Como tem sido esse retorno aos palcos e, especialmente, essa volta a Pernambuco, o estado de origem da banda?
Começamos agora uma turnê programada durante esse período que estávamos elaborando o disco e o trabalho, então, a ideia é passar por todas as capitais do país, mas começando por aqui, pela nossa região, onde tem um público mais consistente da banda. Acredito que é um ano e meio de turnê e aí cumpriremos essa etapa da divulgação do "Viagem ao Coração do Sol", que é o nome do disco e da turnê, aí provavelmente nos recolheremos de novo, após isso.
Você tem se aproximado dos movimentos populares, mais especificamente o MST. Como isso tem contribuído no processo criativo da banda?

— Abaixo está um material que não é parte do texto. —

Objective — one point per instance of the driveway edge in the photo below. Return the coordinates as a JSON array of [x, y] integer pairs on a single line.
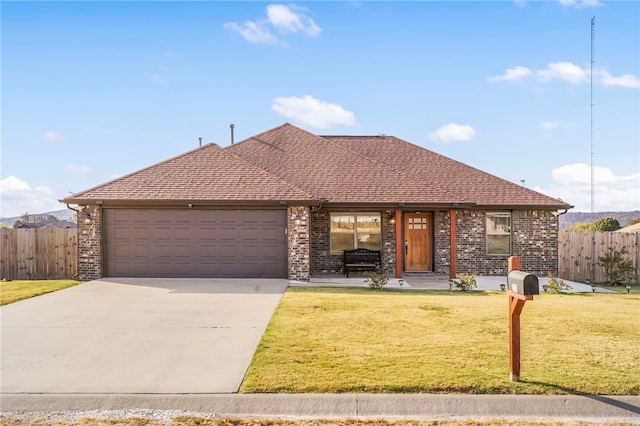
[[568, 407]]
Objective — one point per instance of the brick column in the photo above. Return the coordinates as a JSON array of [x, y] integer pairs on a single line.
[[298, 243], [90, 243]]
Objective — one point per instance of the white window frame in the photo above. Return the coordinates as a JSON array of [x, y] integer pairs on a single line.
[[355, 230], [489, 231]]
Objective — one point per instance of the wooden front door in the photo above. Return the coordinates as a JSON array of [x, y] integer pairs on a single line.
[[418, 242]]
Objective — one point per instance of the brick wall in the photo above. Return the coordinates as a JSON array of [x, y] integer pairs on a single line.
[[442, 242], [534, 238], [323, 261], [90, 243], [298, 242], [535, 241]]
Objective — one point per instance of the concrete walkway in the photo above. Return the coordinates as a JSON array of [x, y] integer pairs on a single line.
[[418, 406], [437, 282], [89, 322], [136, 336]]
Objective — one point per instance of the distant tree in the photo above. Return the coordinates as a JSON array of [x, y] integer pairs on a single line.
[[616, 267], [603, 225], [606, 224], [633, 221]]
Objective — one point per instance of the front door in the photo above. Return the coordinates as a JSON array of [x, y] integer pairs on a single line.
[[417, 232]]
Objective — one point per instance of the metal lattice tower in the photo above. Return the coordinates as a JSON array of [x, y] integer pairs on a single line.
[[593, 180]]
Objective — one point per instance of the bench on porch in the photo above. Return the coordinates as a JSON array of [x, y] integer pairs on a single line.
[[361, 259]]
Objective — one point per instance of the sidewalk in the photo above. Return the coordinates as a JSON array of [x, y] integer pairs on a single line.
[[436, 282], [389, 406]]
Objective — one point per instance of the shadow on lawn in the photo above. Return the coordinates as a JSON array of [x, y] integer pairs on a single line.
[[600, 398], [388, 290]]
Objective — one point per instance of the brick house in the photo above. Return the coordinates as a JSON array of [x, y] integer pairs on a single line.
[[286, 203]]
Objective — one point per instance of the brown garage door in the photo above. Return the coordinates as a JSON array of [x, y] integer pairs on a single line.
[[195, 243]]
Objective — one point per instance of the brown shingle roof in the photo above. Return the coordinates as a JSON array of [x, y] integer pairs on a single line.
[[288, 163], [209, 173]]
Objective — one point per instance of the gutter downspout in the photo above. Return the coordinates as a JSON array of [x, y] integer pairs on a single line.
[[77, 274]]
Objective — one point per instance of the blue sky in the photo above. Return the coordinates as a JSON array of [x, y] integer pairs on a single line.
[[95, 90]]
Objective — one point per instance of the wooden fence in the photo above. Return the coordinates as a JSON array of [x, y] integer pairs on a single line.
[[38, 254], [34, 254], [578, 253]]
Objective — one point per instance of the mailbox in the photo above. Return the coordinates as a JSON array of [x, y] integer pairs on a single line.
[[523, 283]]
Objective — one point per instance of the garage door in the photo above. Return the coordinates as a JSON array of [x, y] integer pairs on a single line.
[[195, 243]]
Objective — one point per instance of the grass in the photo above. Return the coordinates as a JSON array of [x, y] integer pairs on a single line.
[[362, 340], [230, 421], [13, 291], [635, 288]]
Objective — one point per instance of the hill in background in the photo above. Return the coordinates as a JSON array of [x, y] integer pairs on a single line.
[[566, 220], [570, 218], [64, 214]]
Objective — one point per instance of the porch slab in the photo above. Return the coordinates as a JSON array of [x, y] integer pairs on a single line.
[[434, 282]]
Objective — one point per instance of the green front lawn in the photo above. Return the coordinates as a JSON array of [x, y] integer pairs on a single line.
[[363, 340], [13, 291]]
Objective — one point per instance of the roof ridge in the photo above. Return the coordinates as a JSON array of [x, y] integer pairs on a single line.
[[257, 136], [267, 172], [210, 145], [386, 164]]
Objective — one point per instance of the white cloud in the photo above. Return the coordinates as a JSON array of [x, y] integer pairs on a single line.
[[313, 112], [285, 19], [18, 197], [568, 72], [549, 125], [580, 4], [516, 73], [252, 32], [626, 80], [453, 132], [50, 136], [158, 78], [78, 170], [292, 19], [563, 71], [572, 183]]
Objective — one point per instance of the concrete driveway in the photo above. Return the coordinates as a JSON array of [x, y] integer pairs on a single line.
[[136, 336]]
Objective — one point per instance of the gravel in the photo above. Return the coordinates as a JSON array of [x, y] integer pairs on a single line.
[[164, 416]]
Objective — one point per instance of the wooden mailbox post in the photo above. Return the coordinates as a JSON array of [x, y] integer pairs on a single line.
[[518, 294]]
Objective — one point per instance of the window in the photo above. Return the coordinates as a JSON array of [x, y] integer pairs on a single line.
[[355, 230], [498, 233]]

Tem um assentamento em Arcoverde chamado Pedra Vermelha, um assentamento antigo do MST. Um grande mestre de música, meu maior mestre na área de música, chamado Lula Calisto, que é fundador do grupo de samba de coco Raízes de Arcoverde, ele dava aula na escola, dava aula de samba de coco na escola desse assentamento. Isso me impressionava muito, porque eu sabia da importância daqueles, mas ele não dava aula em nenhuma escola da cidade, mas dava aula na escola do MST.
Eu fiquei encantado com o processo, o projeto e aí criei um carinho especial pelo Movimento. E aí fui me envolvendo cada vez mais, e aí fui conhecer há uns cinco anos a Escola Nacional Florestan Fernandes, aí uma nova emoção. Quando eu cheguei encontrei um plenário que se chamava Patativa do Assaré. E eu fiquei mais uma vez impressionado com a capacidade de homenagem necessária, porque o Patativa é uma voz da poesia dos agricultores, uma voz da história de formação do interior do Nordeste e também porque nunca tinha visto uma homenagem pelas coisas oficiais do país.

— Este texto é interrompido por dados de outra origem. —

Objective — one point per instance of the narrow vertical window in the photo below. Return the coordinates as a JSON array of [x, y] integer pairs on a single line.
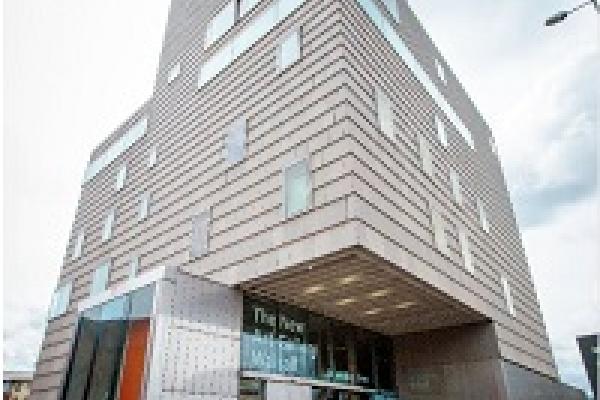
[[455, 182], [483, 216], [144, 206], [220, 24], [441, 130], [78, 247], [235, 141], [439, 233], [463, 238], [425, 156], [385, 114], [508, 296], [152, 156], [60, 300], [297, 188], [121, 176], [173, 73], [200, 233], [108, 225], [100, 279], [289, 50], [441, 71], [134, 266]]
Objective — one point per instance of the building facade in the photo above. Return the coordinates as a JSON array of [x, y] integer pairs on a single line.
[[309, 206]]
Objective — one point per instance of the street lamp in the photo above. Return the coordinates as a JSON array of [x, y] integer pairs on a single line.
[[560, 16]]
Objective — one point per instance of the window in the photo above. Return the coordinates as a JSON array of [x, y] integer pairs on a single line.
[[508, 296], [289, 50], [77, 249], [100, 279], [108, 225], [247, 5], [174, 73], [134, 265], [200, 233], [441, 130], [441, 71], [235, 142], [483, 216], [297, 188], [439, 233], [125, 142], [121, 176], [392, 7], [152, 156], [220, 24], [60, 301], [455, 182], [144, 206], [385, 114], [463, 238], [425, 156]]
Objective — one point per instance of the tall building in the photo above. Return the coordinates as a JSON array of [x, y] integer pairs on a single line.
[[308, 207]]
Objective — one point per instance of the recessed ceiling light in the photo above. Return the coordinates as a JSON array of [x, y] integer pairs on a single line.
[[349, 279], [380, 293], [313, 289], [406, 304], [344, 302]]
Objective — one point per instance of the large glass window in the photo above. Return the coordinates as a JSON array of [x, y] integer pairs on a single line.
[[220, 24], [108, 225], [235, 141], [385, 114], [297, 188], [284, 340], [200, 233], [100, 279], [289, 49]]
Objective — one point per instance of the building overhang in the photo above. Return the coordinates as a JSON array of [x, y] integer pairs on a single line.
[[358, 287]]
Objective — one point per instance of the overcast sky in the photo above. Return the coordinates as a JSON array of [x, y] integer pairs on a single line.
[[74, 70]]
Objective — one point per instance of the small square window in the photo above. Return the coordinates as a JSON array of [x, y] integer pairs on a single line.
[[121, 176], [455, 182], [144, 206], [200, 233], [508, 296], [441, 71], [441, 130], [439, 232], [463, 238], [78, 247], [385, 114], [297, 188], [152, 157], [134, 266], [100, 279], [426, 161], [235, 142], [108, 225], [289, 50], [483, 216], [174, 73]]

Aí fiquei contando histórias, porque tinha conhecido e viajado com Patativa quando eu era criança porque eu recitava poesia e tinha em Patativa um grande mestre e aí fui convidado para fazer uma palestra, uma conversa sobre ele num encontro que acontece anualmente lá na escola.
Nesse dia aconteceu uma invasão da polícia, um capítulo triste para a escola, e eu estava lá, eu estava falando na hora que isso aconteceu, então mais uma coisa que nos enlaçou, porque eu fiz a denúncia dessa invasão agressiva à escola e sem nenhum sentido naquele momento. Então nós ficamos juntos nesse período do impeachment de Dilma e todo esse período que se sucedeu eu estava muito próximo do MST nos momentos que pude e pretendo continuar junto e trabalhar nas transformações que o nosso país precisa e que o mundo precisa junto com o MST.
Como a arte pode ser uma aliada no processo de conscientização política?
Eu considero que fazer arte no nosso país é impossível que não venha com a necessidade uma consciência histórica e política nesse fazedor, nesse artista. Fazer arte no país já é um gesto político, porque precisamos atravessar muitas dificuldades. Então eu considero algo inerente ao fazer artístico, num país como o Brasil, o fato de ser um ator político. Principalmente agora, que é necessário falar, se expressar, dizer, se posicionar.
Agora vem acontecendo uma coisa interessante nos shows, porque eu não tenho falas que não sejam dentro do universo que estamos contando da viagem ao coração do sol, que é um mundo criado, um novo lugar porque a arte tem esse poder de abrir uma fenda, uma espécie de feixe e ir para outro espaço, para outro tempo. Mas mesmo nesse outro espaço e tempo o público se identifica com todos os símbolos que esse trabalho está trazendo e o público se manifesta antes mesmo da banda dizer alguma coisa. Lembro que Naná Vasconcelos chamava atenção para isso, para ação política da percussão como protagonista.